SALT LAKE CITY – There are some high praise and a lot of harsh criticism in Utah for President Biden’s executive orders on gun control.  Supporters believe his orders will curb gun violence while others say the president’s information is wrong. 

President Biden listed six different orders aimed at curbing gun violence and not all of them impact guns, directly. For instance, the administration is proposing $5 billion over eight years to fund violence prevention programs in urban areas. 

State Representative Angela Romero said she’d like to see more funding go to after-school programs and the Boys and Girls Clubs to provide kids safe places so they’re not lured into a life of crime.

She says, “If you start early and you do preventative education, it does work.”

Romero also supports the president’s call for the DOJ to publish a model for “red flag law” legislation. Lawmakers have failed to pass similar laws in Utah, which would allow guns to be taken away from someone, temporarily, if they’re going through suicidal thoughts or making threats to other people. 

Romero supports these bills, saying they could significantly reduce the number of suicides and domestic violence attacks in Utah.

“Those guns could be turned in and, hopefully, those guns can be returned when that person is no longer in distress or a threat to themselves or others,” according to Romero.

However, critics compare these laws to gun-confiscation schemes.

Clark Aposhian with the Utah Shooting Sports Council said, “What the ‘red flag’ folks want to do is, essentially, confiscate the gun then deal with due process later.”

Aposhian is also taking aim at the president’s call to tighten restrictions on so-called “ghost guns,” which are described as guns that people can order and put together at home. President Biden said these guns are showing up at crime scenes and can’t be traced because they don’t have serial numbers.    

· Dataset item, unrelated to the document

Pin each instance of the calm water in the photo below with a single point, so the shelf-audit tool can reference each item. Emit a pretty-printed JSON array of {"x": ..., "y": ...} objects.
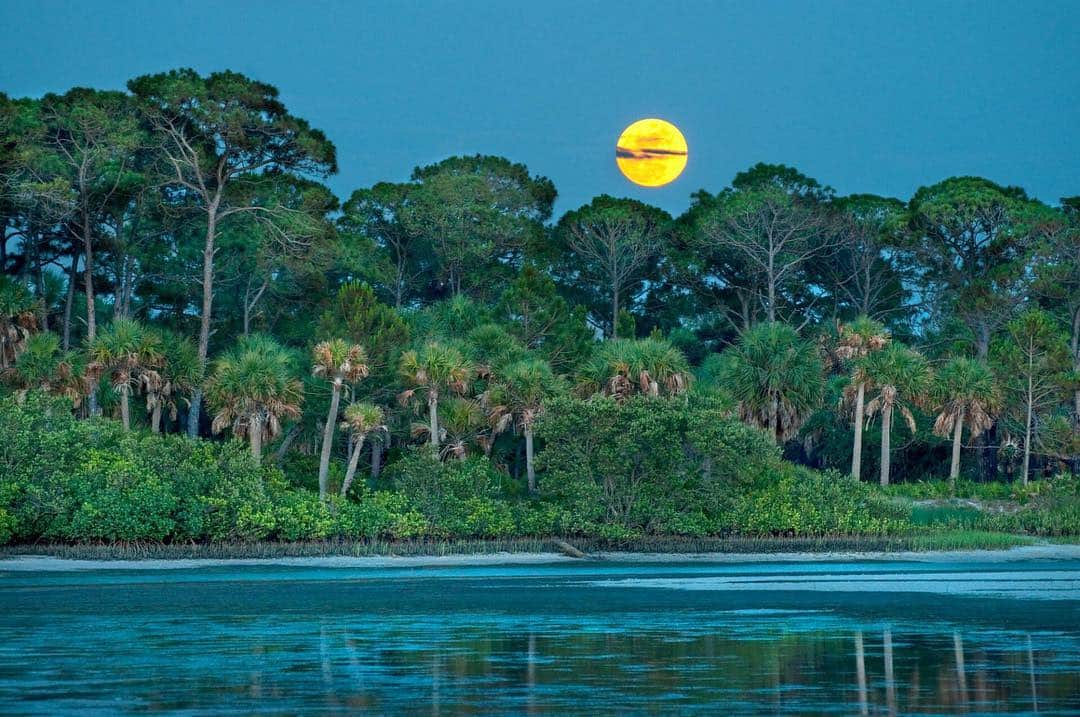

Aposhian said that’s not accurate.

“Ghosts are imaginary and so are the problems that are associated with these so-called ‘untraceable guns.’  They are, in fact, traceable.  Any time that person sells the gun that they legally manufactured, it has to have a serial number on it,” he said.

A spokesperson for Senator Mitt Romney issued a statement to the Deseret News, saying Romney might support updating background checks, but gun rules should be left to individual states.

The statement said, “He believes that it’s not appropriate for the federal government to tell states what to do with their gun laws and that it should be left up to state legislatures to decide.”